Casinos are not the big dollar draw that they used to be and, unfortunately, Maryland, like many other States across the country, gone all in on casinos. Recently Horseshoe Casino opened in Baltimore, becoming the fifth in-State casino destination. Prior to the grand opening, projections of estimated monthly revue peaked at around $28 million dollars. So far Horseshoe is underperforming at roughly $23 million dollars per month. This translates to a ‘loss’ of about $20.4 million dollars to Maryland’s Education Trust Fund.
Baltimore is not the only city that has issues with underperforming casinos. Oversaturation seems to be endemic wherever new casinos are established. Gaming USA recently reported that cities with new casinos from New Orleans to Cincinnati and Cleveland are all returning less revenue than anticipated. Among the reasons for this lack of success are older, established gambling houses are able to successfully compete with the newer casinos. And that casinos that are located within city limits do not draw as widely from the suburbs.
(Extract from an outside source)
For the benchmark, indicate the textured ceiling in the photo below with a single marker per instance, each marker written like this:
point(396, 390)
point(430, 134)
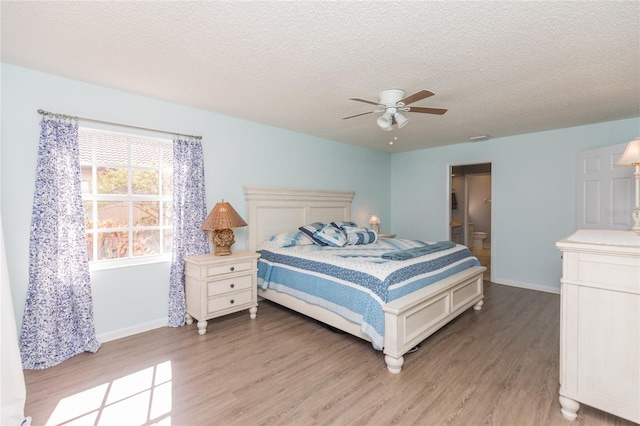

Chad Beynon, an industry analyst with Macquarie Securities, cited an age-old maxim that suburbanites tend to avoid traveling to the ‘big cities’ because of the perceived lack of safety. Casinos are also competing with entertainment venues located outside city limits, whether the competition is another gambling facility or a sports stadium. Suburbanites no longer have to look to the cities to fulfill their entertainment desires.
Even though newer casinos are underperforming, they can still be viable moneymakers, as long as anticipation meets realistic goals. Horseshoe Casino recently stated that the Baltimore facility actually performed to expectations, and that they have hired 1,900 employees, mostly Baltimore residents, that catered to the approximately 5 million clients that visited the casino during its first year.